Should we remove the C extension? #433

davidism · 2024-04-17T22:12:50Z

It turns out that Python 3.12 is way faster at string operations than when MarkupSafe and its speedups were written. After running some benchmarks on short and long strings with and without HTML, between Python 3.8, Python 3.12, with and without speedups, the results show that the speedups only offer a fractional speedup, or are in some cases slower than native. Removing the speedups would make maintenance, release, and install much simpler, at some performance cost mitigated by general Python speedup.

Benchmark script

# bench.py
import subprocess
import sys

for name, s in (
    ("short escape", '"<strong>Hello, World!</strong>"'),
    ("long escape", '"Hello, World!" * 1000'),
    ("short plain", '"Hello, World!"'),
    ("long plain", '"Hello, World!" * 1000'),
    ("long suffix", '"<strong>Hello, World!</strong>" + "x" * 100_000')
):
    for mod in "native", "speedups":
        subprocess.run(
            [
                sys.executable,
                "-m",
                "pyperf",
                "timeit",
                "--compare-to",
                ".venv38/bin/python3.8",
                "--name",
                f"{name} {mod}",
                "-s",
                f"from markupsafe._{mod} import escape\ns = {s}",
                "escape(s)",
            ]
        )

Benchmark output

$ .venv38/bin/python3.8 bench.py
.....................
short escape native: Mean +- std dev: 678 ns +- 7 ns
.....................
short escape speedups: Mean +- std dev: 487 ns +- 12 ns
.....................
long escape native: Mean +- std dev: 22.9 us +- 0.2 us
.....................
long escape speedups: Mean +- std dev: 16.1 us +- 0.2 us
.....................
short plain native: Mean +- std dev: 538 ns +- 10 ns
.....................
short plain speedups: Mean +- std dev: 414 ns +- 1 ns
.....................
long plain native: Mean +- std dev: 22.8 us +- 0.4 us
.....................
long plain speedups: Mean +- std dev: 16.1 us +- 0.4 us
.....................
long suffix native: Mean +- std dev: 176 us +- 2 us
.....................
long suffix speedups: Mean +- std dev: 180 us +- 1 us

$ .venv312/bin/python3.12 bench.py
.....................
short escape native: Mean +- std dev: 425 ns +- 4 ns
.....................
short escape speedups: Mean +- std dev: 472 ns +- 2 ns
.....................
long escape native: Mean +- std dev: 19.8 us +- 0.1 us
.....................
long escape speedups: Mean +- std dev: 15.6 us +- 0.0 us
.....................
short plain native: Mean +- std dev: 314 ns +- 1 ns
.....................
short plain speedups: Mean +- std dev: 405 ns +- 10 ns
.....................
long plain native: Mean +- std dev: 20.5 us +- 0.6 us
.....................
long plain speedups: Mean +- std dev: 15.9 us +- 0.9 us
.....................
long suffix native: Mean +- std dev: 154 us +- 2 us
.....................
long suffix speedups: Mean +- std dev: 178 us +- 3 us

name	3.8 native	3.8 speedups	3.12 native	3.12 speedups
short escape	678ns	487ns	425ns	472ns
long escape	22.9us	16.1us	19.8us	15.6us
short plain	538ns	414ns	314ns	405ns
long plain	22.8us	16.1us	20.5us	15.9us
long suffix	176us	180us	154us	178us

I couldn't go back further than 3.8 on my machine, but I vaguely remember the benchmarks being much more significantly in favor of the C extension on even older versions. On the order of 5x rather than 1.25x.
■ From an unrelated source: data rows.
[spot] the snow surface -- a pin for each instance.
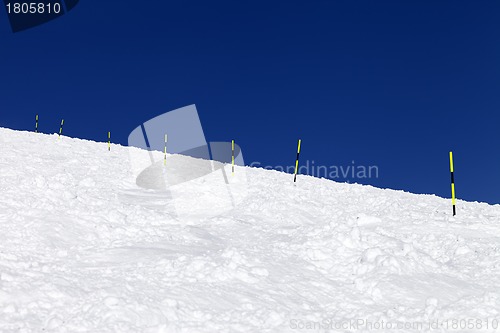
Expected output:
(78, 255)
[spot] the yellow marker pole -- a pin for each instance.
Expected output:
(60, 130)
(232, 155)
(165, 152)
(297, 162)
(453, 199)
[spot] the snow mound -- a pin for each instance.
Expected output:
(84, 249)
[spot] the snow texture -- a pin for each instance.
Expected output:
(84, 249)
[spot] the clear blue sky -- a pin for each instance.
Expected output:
(395, 84)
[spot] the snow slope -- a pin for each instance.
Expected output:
(78, 255)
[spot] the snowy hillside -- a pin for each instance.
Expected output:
(80, 253)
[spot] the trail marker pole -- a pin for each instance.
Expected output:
(453, 199)
(297, 162)
(165, 152)
(60, 129)
(232, 156)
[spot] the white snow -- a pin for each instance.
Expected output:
(83, 249)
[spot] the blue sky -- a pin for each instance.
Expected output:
(396, 84)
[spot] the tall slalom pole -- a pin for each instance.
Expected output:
(232, 155)
(297, 162)
(165, 152)
(453, 199)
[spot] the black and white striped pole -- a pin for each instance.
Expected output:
(297, 162)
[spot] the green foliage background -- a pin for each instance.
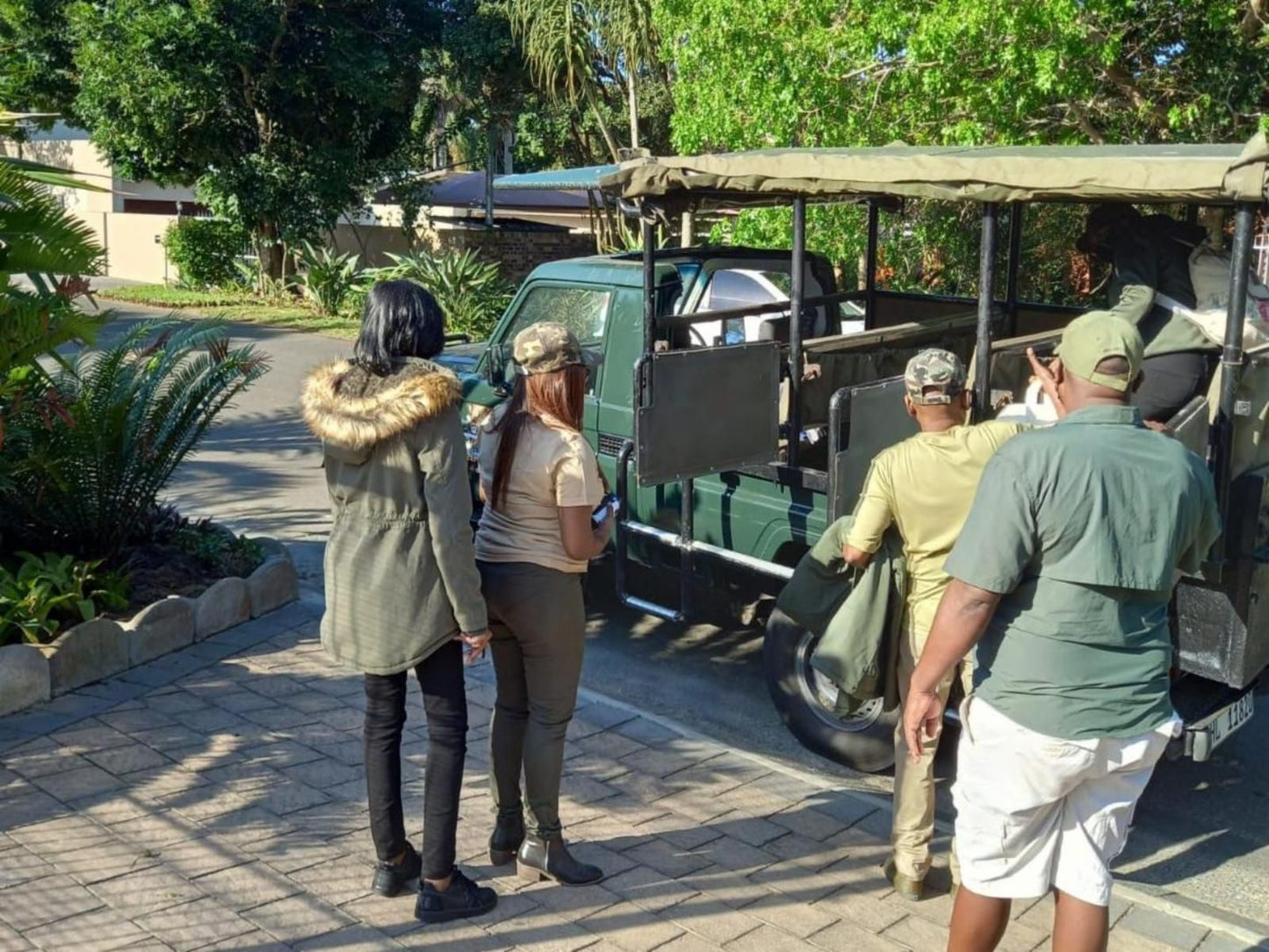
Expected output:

If the speedups had never existed, users today compared to 5 years ago would see a significant speedup from Python improvements alone. The speedups are now only faster when many thousands of characters throughout a long string need to be escaped. For short strings or long strings with only minor escaping needed, the speedups are now slower than the Python implementation. Python continues to make performance improvements, such as adding a JIT compiler in 3.13, which may improve MarkupSafe native performance even more.

I have a feeling that most "real" data falls into either short strings like usernames, or medium strings of mostly non-HTML, like blog comments. In which case the speedups are not actually faster. In many cases of longer data, like blog comments, they're probably being preprocessed with Markdown, in which case they're not being escaped by MarkupSafe anyway.

I vaguely understand how the C extension works, but would have trouble maintaining it if something was needed. It also makes the build and publishing much more complicated, requiring 20+ minutes to build 50+ wheels. While the C extension is fairly straightforward, and it's unlikely there's a memory issue, it does deal directly with the internal bits of Python's unicode representation (which is also why it can't be a single abi3 wheel). Removing it would simplify the code, the build/install, and perhaps the perceived security.

The text was updated successfully, but these errors were encountered:

davidism · 2024-04-17T22:15:37Z

@carsonburr has written an optimized version in Rust, and some initial benchmarks show it to be around 2x faster or less than Python, similar to the C. But I'm waiting to hear back about running these more detailed benchmarks to see if it's more consistent than the C. Switching to Rust may be an alternative to C if so, but its implementation is just as complex as the C one because of various optimization tricks it uses.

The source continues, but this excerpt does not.